Zarr

Added in version 3.4.

Driver short name

Zarr

Build dependencies

Built-in by default, but liblz4, libxz (lzma), libzstd and libblosc strongly recommended to get all compressors

Zarr is a format for the storage of chunked, compressed, N-dimensional arrays. This format is supported for read and write access, and using the traditional 2D raster API or the newer multidimensional API

The driver supports the Zarr V2 specification, and has experimental support for the in-progress Zarr V3 specification.

Warning

The current implementation of Zarr V3 before GDAL 3.8 is incompatible with the latest evolutions of the Zarr V3 specification. GDAL 3.8 is compatible with the Zarr V3 specification at date 2023-May-7, and is not interoperable with Zarr V3 datasets produced by earlier GDAL versions.

Local and cloud storage (see GDAL Virtual File Systems (compressed, network hosted, etc...): /vsimem, /vsizip, /vsitar, /vsicurl, ...) are supported in read and write.

Driver capabilities

Supports Create()

This driver supports the GDALDriver::Create() operation

Supports Georeferencing

This driver supports georeferencing

Supports multidimensional API

This driver supports the Multidimensional Raster Data Model

Supports VirtualIO

This driver supports virtual I/O operations (/vsimem/, etc.)

Concepts

A Zarr dataset is made of a hierarchy of nodes, with intermediate nodes being groups (GDALGroup), and leafs being arrays (GDALMDArray).

Dataset name

For Zarr V2, the dataset name recognized by the Open() method of the driver is a directory that contains a .zgroup file, a .zarray file or a .zmetadata file (consolidated metadata). For faster exploration, the driver will use consolidated metadata by default when found.
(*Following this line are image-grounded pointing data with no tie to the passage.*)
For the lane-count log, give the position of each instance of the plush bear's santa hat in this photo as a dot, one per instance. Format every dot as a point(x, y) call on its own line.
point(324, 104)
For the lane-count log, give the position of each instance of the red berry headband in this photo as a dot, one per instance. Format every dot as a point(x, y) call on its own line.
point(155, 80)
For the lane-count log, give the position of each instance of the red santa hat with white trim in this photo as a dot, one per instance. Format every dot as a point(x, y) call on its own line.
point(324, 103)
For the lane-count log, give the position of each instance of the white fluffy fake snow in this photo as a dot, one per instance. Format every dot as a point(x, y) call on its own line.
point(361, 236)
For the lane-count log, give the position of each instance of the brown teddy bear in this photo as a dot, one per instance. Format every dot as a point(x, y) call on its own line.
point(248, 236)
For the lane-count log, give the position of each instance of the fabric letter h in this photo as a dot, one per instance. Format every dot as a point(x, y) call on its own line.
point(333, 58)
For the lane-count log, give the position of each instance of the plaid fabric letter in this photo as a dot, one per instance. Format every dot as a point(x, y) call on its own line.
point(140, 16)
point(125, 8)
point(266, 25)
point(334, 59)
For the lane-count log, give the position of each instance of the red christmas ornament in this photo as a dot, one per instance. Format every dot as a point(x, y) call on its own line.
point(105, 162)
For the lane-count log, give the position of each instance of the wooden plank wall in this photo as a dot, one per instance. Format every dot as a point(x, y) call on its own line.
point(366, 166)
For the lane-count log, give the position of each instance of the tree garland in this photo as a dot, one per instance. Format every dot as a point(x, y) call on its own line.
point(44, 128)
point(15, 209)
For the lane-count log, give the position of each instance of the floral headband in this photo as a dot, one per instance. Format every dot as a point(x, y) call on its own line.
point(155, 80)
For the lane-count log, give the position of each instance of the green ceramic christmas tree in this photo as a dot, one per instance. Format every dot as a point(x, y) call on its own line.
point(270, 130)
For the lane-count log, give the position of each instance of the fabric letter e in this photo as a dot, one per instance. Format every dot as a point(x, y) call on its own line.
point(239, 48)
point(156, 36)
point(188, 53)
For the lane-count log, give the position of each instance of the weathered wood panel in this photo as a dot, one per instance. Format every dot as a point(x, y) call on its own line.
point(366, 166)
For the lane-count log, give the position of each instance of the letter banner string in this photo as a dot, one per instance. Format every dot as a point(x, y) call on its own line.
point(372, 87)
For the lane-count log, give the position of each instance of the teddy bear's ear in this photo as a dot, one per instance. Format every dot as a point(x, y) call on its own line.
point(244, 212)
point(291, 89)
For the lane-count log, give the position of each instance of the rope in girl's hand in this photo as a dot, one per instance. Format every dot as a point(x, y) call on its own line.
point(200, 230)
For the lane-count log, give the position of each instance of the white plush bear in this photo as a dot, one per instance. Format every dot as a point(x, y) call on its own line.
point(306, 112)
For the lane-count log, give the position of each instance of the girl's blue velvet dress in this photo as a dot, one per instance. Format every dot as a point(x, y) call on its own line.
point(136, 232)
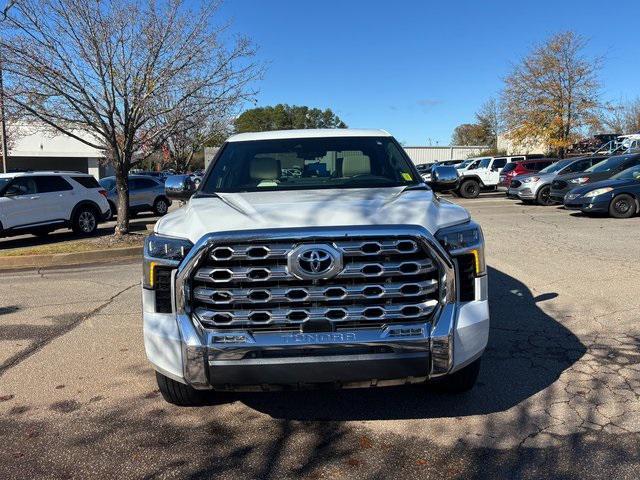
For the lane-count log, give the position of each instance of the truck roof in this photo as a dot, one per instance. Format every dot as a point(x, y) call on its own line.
point(308, 133)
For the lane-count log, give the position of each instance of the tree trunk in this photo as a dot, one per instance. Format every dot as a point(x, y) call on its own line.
point(122, 185)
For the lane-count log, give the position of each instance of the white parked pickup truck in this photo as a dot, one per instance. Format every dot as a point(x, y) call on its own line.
point(350, 272)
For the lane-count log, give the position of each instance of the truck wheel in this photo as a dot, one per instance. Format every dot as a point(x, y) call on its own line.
point(622, 206)
point(459, 382)
point(178, 393)
point(160, 207)
point(469, 189)
point(85, 221)
point(544, 197)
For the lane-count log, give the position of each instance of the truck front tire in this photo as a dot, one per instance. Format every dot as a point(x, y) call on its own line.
point(469, 189)
point(458, 382)
point(178, 393)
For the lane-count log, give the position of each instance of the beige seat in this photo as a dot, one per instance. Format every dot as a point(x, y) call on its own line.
point(356, 166)
point(265, 171)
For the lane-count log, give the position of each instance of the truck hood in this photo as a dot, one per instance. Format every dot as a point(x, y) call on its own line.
point(310, 208)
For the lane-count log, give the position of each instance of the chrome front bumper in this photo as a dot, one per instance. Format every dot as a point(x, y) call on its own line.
point(365, 357)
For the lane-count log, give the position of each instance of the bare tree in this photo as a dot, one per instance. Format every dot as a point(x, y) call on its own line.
point(553, 93)
point(182, 145)
point(123, 76)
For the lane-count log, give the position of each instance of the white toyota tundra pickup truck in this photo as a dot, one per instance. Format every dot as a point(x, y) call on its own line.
point(312, 257)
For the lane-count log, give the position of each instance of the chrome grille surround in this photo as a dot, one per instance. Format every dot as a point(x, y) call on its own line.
point(265, 293)
point(202, 347)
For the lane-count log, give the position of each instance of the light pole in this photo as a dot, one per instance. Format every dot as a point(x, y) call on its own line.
point(3, 127)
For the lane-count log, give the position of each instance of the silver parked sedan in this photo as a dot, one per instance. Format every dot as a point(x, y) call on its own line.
point(146, 194)
point(536, 187)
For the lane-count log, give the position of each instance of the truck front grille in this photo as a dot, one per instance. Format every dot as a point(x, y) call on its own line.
point(248, 285)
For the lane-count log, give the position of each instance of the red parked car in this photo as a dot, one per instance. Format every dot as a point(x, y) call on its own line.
point(512, 169)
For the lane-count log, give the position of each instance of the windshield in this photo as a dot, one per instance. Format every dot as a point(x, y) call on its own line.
point(107, 183)
point(608, 165)
point(632, 173)
point(554, 167)
point(310, 163)
point(509, 166)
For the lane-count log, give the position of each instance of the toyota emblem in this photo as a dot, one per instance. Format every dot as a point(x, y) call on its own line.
point(315, 262)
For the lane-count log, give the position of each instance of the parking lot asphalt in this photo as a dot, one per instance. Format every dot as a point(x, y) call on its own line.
point(557, 397)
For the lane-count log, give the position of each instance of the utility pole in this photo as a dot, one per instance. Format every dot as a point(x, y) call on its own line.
point(3, 127)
For Zarr V3, the dataset name recognized by the Open() method of the driver is a directory that contains a zarr.json file (root of the dataset).

For datasets on file systems where file listing is not reliable, as often with /vsicurl/, it is also possible to prefix the directory name with ZARR:, and it is necessary to surround the /vsicurl/-prefixed URL with double quotes. e.g ZARR:"/vsicurl/https://example.org/foo.zarr". Note that when passing such string in a command line shell, extra quoting might be necessary to preserve the double-quoting.

For example with a Bash shell, the whole connection string needs to be surrounded with single-quote characters:

gdalmdiminfo 'ZARR:"/vsicurl/https://example.org/foo.zarr"'

Compression methods

Compression methods available depend on how GDAL is built, and libblosc too.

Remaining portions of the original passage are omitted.